A Administração da Unidade Local de Saúde de Matosinhos comunicou a suspensão enquanto a autoridade analisa o processo de autorização. A SPEPH e outras entidades já foram informadas do desenrolar da situação.

Segundo o documento da gestão de risco da ULSM, a localização atual não é a ideal face à envolvente. O relatório aponta que não há possibilidade de alterar o sentido dos canais de aproximação.

O texto aponta que o heliporto, de superfície, poderia passar a estar elevado, com cerca de 10 metros de altura, para melhorar a segurança. A decisão envolve também a avaliação de futuros ajustamentos.

De acordo com a SPEPH, a suspensão de helicópteros de emergência pode ter impactos na rede de transportes médicos de urgência. O presidente Carlos Silva reforçou a necessidade de condições de segurança adequadas em todos os heliportos.

A SPEPH defende que, quando existem estruturas sem condições, devem ser criadas as condições necessárias para a operacionalização segura. O presidente alerta para situações em outros hospitais, não apenas no Pedro Hispano.
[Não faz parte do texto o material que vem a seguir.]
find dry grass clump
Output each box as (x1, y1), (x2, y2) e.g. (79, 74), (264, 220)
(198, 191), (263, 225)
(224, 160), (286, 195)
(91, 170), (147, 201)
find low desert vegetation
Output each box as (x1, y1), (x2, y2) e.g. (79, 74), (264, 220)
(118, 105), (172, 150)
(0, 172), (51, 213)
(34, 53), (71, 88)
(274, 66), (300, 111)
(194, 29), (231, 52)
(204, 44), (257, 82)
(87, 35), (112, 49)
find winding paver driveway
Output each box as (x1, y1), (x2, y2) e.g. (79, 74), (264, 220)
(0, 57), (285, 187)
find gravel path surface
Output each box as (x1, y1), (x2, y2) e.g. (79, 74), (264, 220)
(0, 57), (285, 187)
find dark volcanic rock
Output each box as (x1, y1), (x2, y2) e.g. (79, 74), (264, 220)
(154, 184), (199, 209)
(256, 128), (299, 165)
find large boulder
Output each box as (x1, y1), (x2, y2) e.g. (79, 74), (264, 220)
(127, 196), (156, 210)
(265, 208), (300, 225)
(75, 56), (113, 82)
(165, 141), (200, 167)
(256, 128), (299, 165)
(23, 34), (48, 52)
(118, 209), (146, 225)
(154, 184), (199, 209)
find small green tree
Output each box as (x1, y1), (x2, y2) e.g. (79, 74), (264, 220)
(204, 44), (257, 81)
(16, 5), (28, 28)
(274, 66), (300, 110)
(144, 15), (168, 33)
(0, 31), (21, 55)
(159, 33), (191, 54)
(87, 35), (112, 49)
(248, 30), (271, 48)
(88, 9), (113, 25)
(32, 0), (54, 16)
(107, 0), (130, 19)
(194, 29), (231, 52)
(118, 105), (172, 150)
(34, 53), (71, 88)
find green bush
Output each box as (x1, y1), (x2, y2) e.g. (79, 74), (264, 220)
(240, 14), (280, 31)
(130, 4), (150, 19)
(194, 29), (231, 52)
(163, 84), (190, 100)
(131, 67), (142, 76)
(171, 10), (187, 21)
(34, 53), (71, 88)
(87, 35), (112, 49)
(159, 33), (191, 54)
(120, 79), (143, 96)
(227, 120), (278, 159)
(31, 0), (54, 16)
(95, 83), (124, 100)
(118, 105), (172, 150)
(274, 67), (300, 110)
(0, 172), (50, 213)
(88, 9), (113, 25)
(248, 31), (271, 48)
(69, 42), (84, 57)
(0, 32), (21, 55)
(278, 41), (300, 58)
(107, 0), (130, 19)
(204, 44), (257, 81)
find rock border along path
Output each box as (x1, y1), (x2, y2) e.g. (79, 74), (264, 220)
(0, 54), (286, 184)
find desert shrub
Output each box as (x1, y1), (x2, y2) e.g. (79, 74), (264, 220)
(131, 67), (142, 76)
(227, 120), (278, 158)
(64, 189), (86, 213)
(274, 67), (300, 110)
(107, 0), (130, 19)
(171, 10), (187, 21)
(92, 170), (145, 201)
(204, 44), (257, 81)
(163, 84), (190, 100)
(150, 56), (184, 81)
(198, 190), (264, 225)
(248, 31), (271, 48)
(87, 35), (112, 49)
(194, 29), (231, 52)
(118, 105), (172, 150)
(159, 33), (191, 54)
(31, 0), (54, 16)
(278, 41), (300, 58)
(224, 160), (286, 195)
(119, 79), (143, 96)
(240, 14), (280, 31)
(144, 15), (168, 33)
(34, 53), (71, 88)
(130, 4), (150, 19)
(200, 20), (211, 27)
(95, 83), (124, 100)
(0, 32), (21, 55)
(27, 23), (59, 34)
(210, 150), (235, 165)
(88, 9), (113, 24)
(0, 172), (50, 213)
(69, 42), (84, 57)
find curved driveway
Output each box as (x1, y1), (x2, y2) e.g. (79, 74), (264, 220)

A ULSM indicou que o heliporto recebe voos sobretudo para transferir doentes para os hospitais da Área Metropolitana do Porto. Em 2025, registaram-se cerca de 90 voos relacionados com helitransportes.

A Lusa solicitou esclarecimentos à ANAC e ao INEM e aguarda resposta. As informações oficiais já indicam a suspensão temporária enquanto o processo é revisto.